2) The Nrf2 protein expression by western blot is a valid methodology, however, as it is a transcription factor, an increase in expression does not necessarily reflect an increase in its activity, other techniques (such as luciferase) show better modulation.
Author Response
Point 1: Lines 75-77 of the introduction: the letter is enlarged.
Response 1: We apologize for our mistake. We have resized the enlarged letters to the same font size as the full manuscript and have made careful modifications on the original manuscript. All changes made to the text are in red color.
Point 2: The Nrf2 protein expression by western blot is a valid methodology, however, as it is a transcription factor, an increase in expression does not necessarily reflect an increase in its activity, other techniques (such as luciferase) show better modulation.

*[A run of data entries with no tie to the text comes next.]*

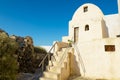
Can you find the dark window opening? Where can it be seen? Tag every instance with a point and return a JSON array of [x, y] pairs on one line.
[[109, 48], [85, 9], [86, 27], [117, 35]]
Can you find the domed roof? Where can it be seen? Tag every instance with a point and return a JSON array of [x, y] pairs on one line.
[[87, 11]]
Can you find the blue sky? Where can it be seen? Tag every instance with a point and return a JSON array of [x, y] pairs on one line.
[[44, 20]]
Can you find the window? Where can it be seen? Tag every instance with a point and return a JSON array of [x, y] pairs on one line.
[[117, 35], [109, 48], [86, 27], [85, 9]]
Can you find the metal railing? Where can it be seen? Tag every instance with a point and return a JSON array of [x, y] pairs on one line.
[[48, 57]]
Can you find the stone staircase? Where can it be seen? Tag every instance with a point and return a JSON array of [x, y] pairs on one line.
[[58, 67]]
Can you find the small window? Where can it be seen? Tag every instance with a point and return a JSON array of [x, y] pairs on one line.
[[86, 27], [117, 35], [109, 48], [85, 9]]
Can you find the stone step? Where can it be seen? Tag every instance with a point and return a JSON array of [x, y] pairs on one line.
[[44, 78], [51, 75]]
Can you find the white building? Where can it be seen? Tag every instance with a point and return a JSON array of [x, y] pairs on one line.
[[97, 37]]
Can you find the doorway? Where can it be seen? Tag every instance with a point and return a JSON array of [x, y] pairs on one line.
[[76, 34]]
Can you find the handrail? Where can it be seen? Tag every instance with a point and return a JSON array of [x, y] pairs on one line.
[[47, 55], [80, 58]]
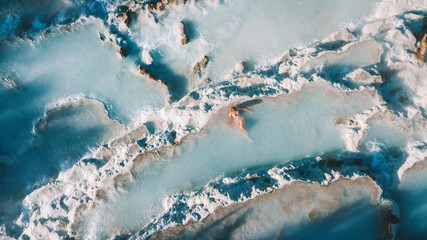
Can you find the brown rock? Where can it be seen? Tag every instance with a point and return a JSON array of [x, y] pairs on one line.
[[122, 52], [182, 32], [200, 66], [421, 51], [160, 6], [126, 16], [144, 72], [150, 7]]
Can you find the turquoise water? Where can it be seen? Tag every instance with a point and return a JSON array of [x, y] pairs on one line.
[[411, 196], [53, 74], [283, 129]]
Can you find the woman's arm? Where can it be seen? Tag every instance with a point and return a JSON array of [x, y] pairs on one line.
[[245, 109]]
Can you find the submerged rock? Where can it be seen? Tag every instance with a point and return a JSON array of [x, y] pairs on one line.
[[200, 66], [126, 16], [421, 51], [144, 72], [184, 37], [122, 52]]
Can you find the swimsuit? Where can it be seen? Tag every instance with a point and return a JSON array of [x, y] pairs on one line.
[[237, 118]]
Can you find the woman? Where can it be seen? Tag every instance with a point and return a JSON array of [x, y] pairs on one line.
[[238, 119]]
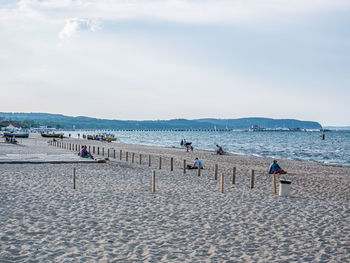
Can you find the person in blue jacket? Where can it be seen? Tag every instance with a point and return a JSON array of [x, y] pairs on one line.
[[197, 163], [276, 169]]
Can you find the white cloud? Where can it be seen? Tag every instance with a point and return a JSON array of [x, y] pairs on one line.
[[74, 24], [180, 11]]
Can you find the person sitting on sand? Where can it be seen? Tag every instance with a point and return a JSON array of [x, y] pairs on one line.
[[84, 153], [197, 163], [219, 150], [276, 169], [186, 144]]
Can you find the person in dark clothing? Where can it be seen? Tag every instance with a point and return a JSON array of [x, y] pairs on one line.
[[276, 169]]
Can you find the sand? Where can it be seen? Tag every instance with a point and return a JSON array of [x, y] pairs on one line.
[[112, 215]]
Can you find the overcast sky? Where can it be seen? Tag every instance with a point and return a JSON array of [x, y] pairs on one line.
[[144, 59]]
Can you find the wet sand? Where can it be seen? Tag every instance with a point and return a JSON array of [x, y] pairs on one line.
[[112, 215]]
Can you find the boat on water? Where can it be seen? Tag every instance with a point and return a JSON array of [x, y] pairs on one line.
[[103, 137], [52, 135], [16, 134]]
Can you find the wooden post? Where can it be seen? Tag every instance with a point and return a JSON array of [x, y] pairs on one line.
[[222, 184], [252, 180], [153, 181], [216, 172], [233, 175], [73, 178]]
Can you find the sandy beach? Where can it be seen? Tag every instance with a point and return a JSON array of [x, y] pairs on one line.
[[112, 215]]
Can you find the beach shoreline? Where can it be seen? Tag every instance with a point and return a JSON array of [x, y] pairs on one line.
[[112, 215]]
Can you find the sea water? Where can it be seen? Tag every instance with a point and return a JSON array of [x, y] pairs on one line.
[[298, 145]]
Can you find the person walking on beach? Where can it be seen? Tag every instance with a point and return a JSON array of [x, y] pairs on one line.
[[186, 144], [219, 150], [197, 163], [276, 169], [84, 153]]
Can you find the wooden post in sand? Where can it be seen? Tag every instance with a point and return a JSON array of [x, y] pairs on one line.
[[222, 184], [153, 181], [73, 178], [233, 175], [274, 183], [216, 172], [252, 179]]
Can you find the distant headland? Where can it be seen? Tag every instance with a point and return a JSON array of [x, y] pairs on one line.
[[35, 120]]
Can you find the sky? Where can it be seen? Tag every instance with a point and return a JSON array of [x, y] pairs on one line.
[[166, 59]]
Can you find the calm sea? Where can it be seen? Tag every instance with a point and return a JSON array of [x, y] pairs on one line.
[[334, 149]]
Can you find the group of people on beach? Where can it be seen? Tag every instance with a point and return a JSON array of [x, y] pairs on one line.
[[274, 167], [84, 153], [198, 164], [10, 139]]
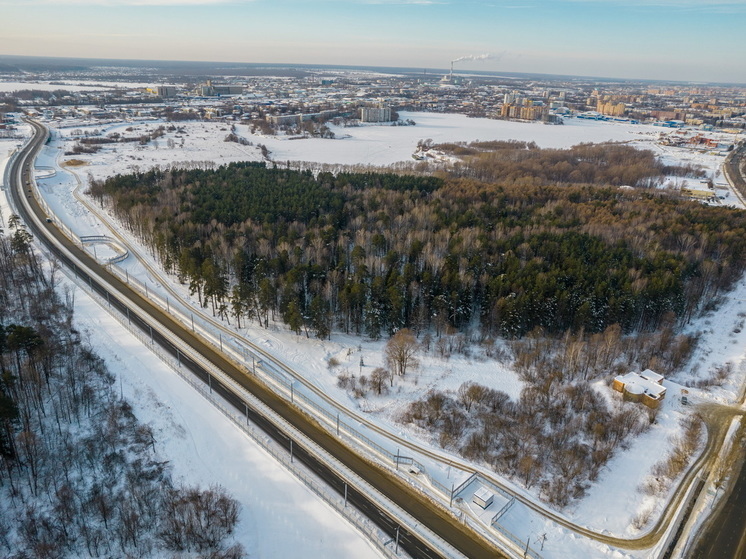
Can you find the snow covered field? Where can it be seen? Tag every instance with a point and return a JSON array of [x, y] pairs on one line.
[[612, 501]]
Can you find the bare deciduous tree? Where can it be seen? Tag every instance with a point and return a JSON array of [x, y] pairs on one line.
[[400, 352]]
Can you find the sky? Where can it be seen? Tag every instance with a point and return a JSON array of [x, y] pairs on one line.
[[684, 40]]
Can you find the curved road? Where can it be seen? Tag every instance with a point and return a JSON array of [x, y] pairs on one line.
[[141, 312], [715, 437], [724, 534]]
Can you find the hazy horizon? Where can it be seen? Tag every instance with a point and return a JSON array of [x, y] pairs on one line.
[[665, 40]]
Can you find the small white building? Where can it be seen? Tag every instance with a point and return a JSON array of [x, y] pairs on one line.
[[645, 387], [483, 497]]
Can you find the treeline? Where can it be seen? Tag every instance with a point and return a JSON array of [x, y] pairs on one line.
[[374, 253], [561, 431], [79, 475]]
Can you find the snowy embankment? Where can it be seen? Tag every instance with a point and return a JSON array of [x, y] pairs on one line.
[[279, 514], [604, 509]]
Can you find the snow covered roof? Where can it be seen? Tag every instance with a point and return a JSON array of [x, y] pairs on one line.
[[652, 376], [635, 383]]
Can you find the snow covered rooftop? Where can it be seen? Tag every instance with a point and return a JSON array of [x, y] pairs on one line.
[[636, 383]]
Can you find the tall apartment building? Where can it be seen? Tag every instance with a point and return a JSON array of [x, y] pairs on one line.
[[381, 113]]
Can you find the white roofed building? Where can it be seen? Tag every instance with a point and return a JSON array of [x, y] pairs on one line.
[[645, 387]]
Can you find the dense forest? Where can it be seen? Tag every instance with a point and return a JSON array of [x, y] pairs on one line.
[[518, 245], [79, 475]]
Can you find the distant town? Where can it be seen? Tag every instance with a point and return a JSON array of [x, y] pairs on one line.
[[302, 102]]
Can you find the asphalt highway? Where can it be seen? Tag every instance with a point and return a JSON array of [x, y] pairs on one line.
[[132, 305]]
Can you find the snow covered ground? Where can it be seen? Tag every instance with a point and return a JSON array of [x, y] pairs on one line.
[[612, 501]]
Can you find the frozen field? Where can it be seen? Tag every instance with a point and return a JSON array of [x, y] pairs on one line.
[[613, 500]]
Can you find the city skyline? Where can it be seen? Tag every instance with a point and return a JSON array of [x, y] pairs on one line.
[[681, 40]]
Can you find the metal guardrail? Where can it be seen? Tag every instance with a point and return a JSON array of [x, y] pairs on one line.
[[381, 541], [356, 518]]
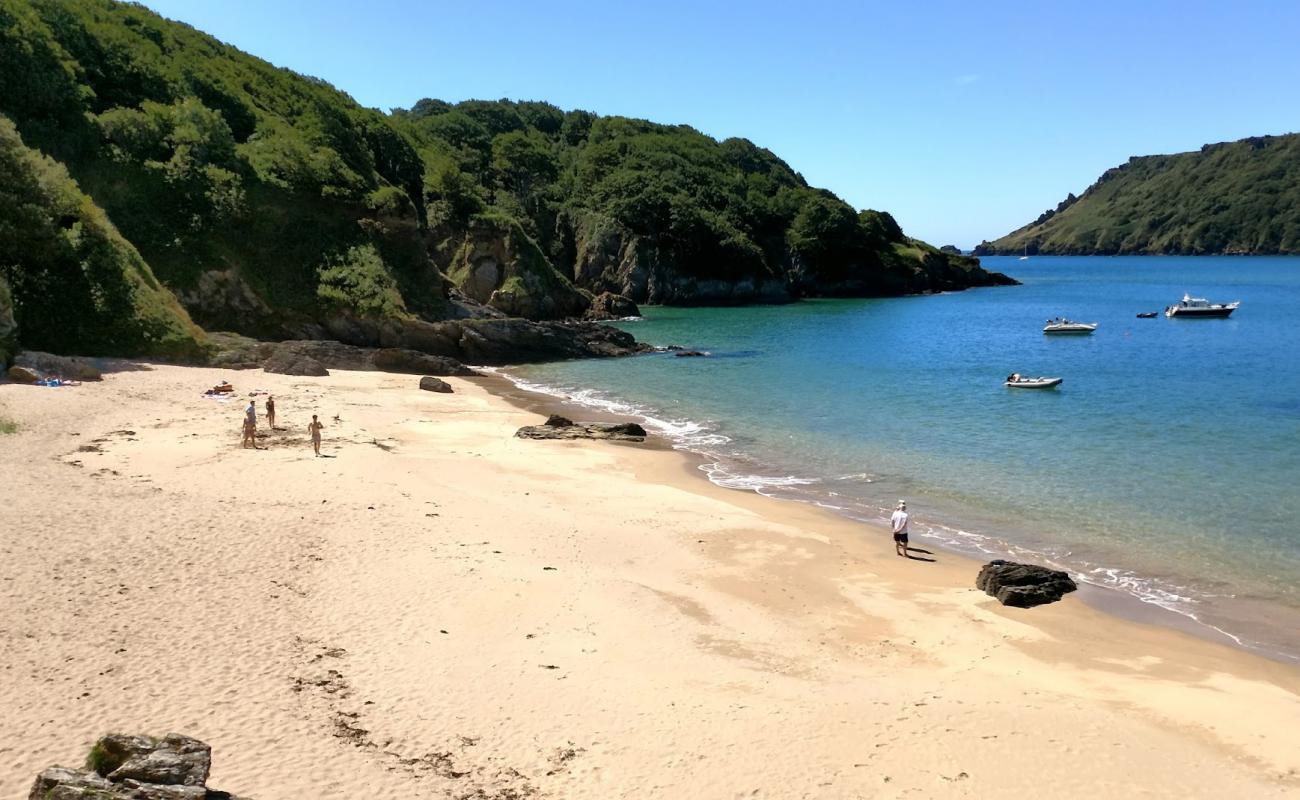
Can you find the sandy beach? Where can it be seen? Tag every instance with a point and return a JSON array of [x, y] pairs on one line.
[[438, 609]]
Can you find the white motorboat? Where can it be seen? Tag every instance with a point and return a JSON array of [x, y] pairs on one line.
[[1064, 325], [1199, 306], [1021, 381]]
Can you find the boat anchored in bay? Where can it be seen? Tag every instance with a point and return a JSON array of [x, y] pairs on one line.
[[1196, 306], [1064, 325], [1019, 381]]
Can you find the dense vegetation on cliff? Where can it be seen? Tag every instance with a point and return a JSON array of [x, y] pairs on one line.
[[272, 203], [66, 277], [1231, 198]]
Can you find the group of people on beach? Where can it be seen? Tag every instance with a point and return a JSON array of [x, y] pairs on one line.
[[250, 426]]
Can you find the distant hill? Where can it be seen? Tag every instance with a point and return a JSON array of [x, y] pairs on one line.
[[1231, 198], [273, 204]]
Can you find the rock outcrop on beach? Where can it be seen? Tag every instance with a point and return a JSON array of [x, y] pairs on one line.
[[68, 367], [209, 187], [134, 768], [1023, 586], [609, 306], [285, 360], [560, 427], [22, 375]]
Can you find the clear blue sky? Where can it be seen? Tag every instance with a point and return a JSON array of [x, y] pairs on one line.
[[962, 119]]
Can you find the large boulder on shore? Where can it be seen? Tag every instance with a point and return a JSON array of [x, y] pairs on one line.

Response 2: This is indeed a very constructive question. As we explained in the introduction, Nrf2 is considered to be an important regulatory factor for ferroptosis. The activity of Nrf2 is rigorously regulated by Keap1. Keap1 not only passively isolates Nrf2 from the cytoplasm but also plays an active role in targeting Nrf2 for ubiquitination and proteasomal degradation. Under normoxic conditions, Nrf2 binds to Keap1 and continues to be inactivated by ubiquitination and degradation in the proteasome. Once the body is in oxidative stress, or if there are a large number of electrophiles or cytotoxic agents, Nrf2 is released from the Keap1 binding site and rapidly transferred to the nucleus, subsequently interacting with the antioxidant response element (ARE) in the promoter region of the target gene and then activates the transcriptional pathway to balance oxidative stress and maintain cellular redox homeostasis. Therefore, we detected the protein expression of Nrf2 and Keap1 by western blot and found that gastrodin could increase the protein expression level of Nrf2 and reduce the protein expression of Keap1, indicating that gastrodin may activate the Nrf2/Keap1 pathway by promoting the nuclear transfer of Nrf2. This was also confirmed by immunofluorescence assay. However, we did not detect the change of Nrf2 activity by dual luciferase assay or colorimetric method (Nrf2 Transcription Factor Assay). In the future studies, we will measure the activity of Nrf2 in hippocampus tissues or in hippocampal neurons according to your opinions and suggestions. Thank you again.